“Podemos estar fazendo história aqui hoje”, disse o apresentador John Donvan antes de mostrar à plateia que lotava um pequeno auditório no centro de convenções Moscone, em San Francisco, as estrelas da noite: Harish Natarajan, campeão mundial de debates, e o Project Debater, uma máquina dotada de inteligência artificial desenvolvida pela IBM para debater temas complexos com seres humanos. Na pauta, uma discussão sobre a concessão de subsídios públicos para ampliar o acesso de alunos à pré-escola.
E, ontem, no mais recente capítulo da medição de forças entre homem e máquina, esta levou a pior. Advogando contra a concessão dos subsídios, Natarajan foi capaz de convencer mais gente a mudar de opinião com seus argumentos, do que a máquina.
Os contrários ao subsídio eram 13% do público no início do debate, que também foi acompanhado por internautas. Este percentual subiu para 30% no final da discussão. O grupo que era a favor dos subsídios, 79% das pessoas no início da discussão, encolheu para 62% ao final. A fatia de neutros, de 8%, não mudou.
A máquina, no entanto, foi reconhecida pela audiência como tendo sido capaz de trazer mais informações que ajudaram no entendimento do assunto do que seu adversário.
Com uma voz feminina e defendendo a concessão de subsídios, a máquina usou como principal argumento o seguinte: não se trata apenas de uma questão financeira, mas há também os fatores político e moral para os seres humanos. Ela impressionou a plateia ao formular argumentos complexos para justificar sua posição e citou diversos estudos que relacionam o acesso à pré-escola à queda na violência e na pobreza.
Em sua fala de apresentação, a máquina – na verdade, um sofware que roda na nuvem computacional – chegou até a sugerir o que poderia vir a ser uma linha de raciocínio de seu oponente: que os subsídios para a pré-escola tiram de outras áreas recursos que poderiam render maior impacto.
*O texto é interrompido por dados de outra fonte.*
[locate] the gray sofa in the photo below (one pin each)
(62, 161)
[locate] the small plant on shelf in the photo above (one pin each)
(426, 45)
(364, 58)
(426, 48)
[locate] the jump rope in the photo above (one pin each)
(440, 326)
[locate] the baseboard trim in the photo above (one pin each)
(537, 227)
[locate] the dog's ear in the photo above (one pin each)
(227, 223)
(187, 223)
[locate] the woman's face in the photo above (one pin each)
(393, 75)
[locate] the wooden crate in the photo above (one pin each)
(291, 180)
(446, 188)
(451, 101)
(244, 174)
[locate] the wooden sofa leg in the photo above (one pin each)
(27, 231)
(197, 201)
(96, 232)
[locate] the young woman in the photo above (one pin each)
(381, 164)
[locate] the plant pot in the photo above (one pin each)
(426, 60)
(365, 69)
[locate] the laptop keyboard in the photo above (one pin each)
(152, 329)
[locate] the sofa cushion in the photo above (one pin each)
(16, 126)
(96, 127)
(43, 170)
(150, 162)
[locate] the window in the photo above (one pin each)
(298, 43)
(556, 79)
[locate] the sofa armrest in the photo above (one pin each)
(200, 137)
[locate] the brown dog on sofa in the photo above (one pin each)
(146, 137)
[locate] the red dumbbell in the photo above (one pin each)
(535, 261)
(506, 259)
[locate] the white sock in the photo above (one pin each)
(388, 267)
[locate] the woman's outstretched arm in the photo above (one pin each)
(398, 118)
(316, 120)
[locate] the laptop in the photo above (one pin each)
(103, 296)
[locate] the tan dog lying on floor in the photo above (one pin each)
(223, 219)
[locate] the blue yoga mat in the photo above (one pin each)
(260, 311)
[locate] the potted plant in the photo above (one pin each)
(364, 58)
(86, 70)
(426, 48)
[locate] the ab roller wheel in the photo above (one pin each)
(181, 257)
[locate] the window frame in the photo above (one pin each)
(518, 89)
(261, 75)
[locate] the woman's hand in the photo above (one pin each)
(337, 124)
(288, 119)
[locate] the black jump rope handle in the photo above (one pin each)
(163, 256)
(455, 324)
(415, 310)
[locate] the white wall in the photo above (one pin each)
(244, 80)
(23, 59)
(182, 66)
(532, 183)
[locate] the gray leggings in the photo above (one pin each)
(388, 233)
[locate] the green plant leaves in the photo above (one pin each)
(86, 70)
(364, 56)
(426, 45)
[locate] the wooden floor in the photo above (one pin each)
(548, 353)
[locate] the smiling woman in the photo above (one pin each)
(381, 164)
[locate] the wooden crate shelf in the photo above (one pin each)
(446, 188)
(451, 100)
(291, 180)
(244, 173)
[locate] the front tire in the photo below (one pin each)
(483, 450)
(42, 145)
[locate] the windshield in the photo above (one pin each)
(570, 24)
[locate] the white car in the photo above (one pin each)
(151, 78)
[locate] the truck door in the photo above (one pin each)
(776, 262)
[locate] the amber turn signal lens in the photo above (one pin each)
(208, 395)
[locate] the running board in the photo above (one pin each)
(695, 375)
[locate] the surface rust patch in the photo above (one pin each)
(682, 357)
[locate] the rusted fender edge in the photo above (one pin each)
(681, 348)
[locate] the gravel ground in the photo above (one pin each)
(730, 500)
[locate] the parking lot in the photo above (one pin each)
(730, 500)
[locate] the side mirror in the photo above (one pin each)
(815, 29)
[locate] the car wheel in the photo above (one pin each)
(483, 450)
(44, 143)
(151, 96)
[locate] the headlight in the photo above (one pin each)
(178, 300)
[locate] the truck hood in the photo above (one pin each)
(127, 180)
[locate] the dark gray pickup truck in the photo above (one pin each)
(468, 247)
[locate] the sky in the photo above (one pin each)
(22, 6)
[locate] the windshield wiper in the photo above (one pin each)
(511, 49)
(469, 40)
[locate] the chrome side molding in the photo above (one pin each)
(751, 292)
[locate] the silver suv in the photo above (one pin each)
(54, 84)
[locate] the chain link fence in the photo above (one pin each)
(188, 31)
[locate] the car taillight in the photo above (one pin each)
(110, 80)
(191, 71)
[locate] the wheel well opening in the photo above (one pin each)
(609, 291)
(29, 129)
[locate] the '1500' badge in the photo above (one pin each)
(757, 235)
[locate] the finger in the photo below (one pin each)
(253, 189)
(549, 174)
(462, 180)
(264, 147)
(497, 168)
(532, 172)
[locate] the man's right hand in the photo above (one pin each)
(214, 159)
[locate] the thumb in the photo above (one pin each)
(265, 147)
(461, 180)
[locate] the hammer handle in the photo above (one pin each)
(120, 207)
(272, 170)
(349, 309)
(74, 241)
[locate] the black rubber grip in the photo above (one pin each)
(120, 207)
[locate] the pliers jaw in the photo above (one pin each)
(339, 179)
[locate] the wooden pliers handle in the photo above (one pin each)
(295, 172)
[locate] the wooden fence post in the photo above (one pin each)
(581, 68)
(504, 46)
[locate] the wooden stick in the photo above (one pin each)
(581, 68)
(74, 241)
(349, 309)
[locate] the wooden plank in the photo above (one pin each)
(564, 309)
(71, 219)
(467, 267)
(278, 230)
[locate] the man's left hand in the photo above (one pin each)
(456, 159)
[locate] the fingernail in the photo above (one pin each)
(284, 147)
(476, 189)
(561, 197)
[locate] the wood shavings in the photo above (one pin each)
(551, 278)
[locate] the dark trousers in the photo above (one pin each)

O que de fato aconteceu. “Ela foi encantadora e humana”, avaliou Donvan.
Os competidores só ficaram sabendo do assunto que seria debatido 15 minutos antes do início da disputa e foi esse o tempo que tiveram para se preparar. O Project Debater não pôde fazer consultas a bases de dados na internet durante a disputa. Seu único subsídio foi um repertório de 10 bilhões de frases que seu sistema deveria julgar como combinar de forma a construir sua linha de raciocínio, depois de ouvir os pontos apresentados por Natarajan. O debate durou cerca de 40 minutos.
Para Noam Slonim, pesquisador do laboratório da IBM em Haifa (Israel) e um dos responsáveis pelo projeto, um aspecto que chamou a atenção foi o fato do software de inteligência artificial ter se mantido aderente ao tema proposto durante todo o debate. Segundo ele, em testes anteriores, a máquina mudou de assunto algumas vezes e não foi capaz de retornar ao tema original mesmo com intervenções do mediador.
O evento de ontem – acompanhado por uma sorridente Ginni Rometty, a CEO da IBM – mostrou a terceira grande disputa pública entre humanos e máquinas promovidas pela IBM nas últimas duas décadas. Na mais famosa, em 1997, o computador Deep Blue derrotou o então campeão mundial de xadrez, Garry Kasparov. Em 2011, o Watson venceu jogadores humanos no programa de perguntas e respostas Jeopardy.
A inteligência artificial é uma das tecnologias estratégicas para a IBM, junto com a computação em nuvem, a análise de dados e a segurança digital. Estes temas estão sendo abordados nesta semana no evento anual da empresa, o Think, em San Francisco.
Apresentado publicamente pela primeira vez em junho do ano passado, o Project Debater começou a tomar forma logo após partida de Jeopardy vencida pelo Watson. “Recebemos um e-mail perguntando qual poderia ser o próximo passo do desenvolvimento da inteligência artificial. Depois de conversar com um dos meus colegas, enviamos uma apresentação de uma página sugerindo a criação de um sistema que pudesse debater com humanos. O projeto foi aprovado um ano depois e uma equipe vem trabalhando dedicada a isso desde então”, disse Slonim.
Perguntado sobre quanto tempo seria necessário para que a tecnologia fosse capaz de derrotar um humano, ele disse que isso poderia vir a acontecer caso se optasse por fazer um investimento nesse sentido. Mas minimizou essa possibilidade. “Estamos no momento em que a questão é colocar humanos e máquinas para trabalharem juntos”, disse. Natarajan seguiu na mesma linha afirmando que a combinação de forças pode ter um resultado “poderoso” nas tomadas de decisão.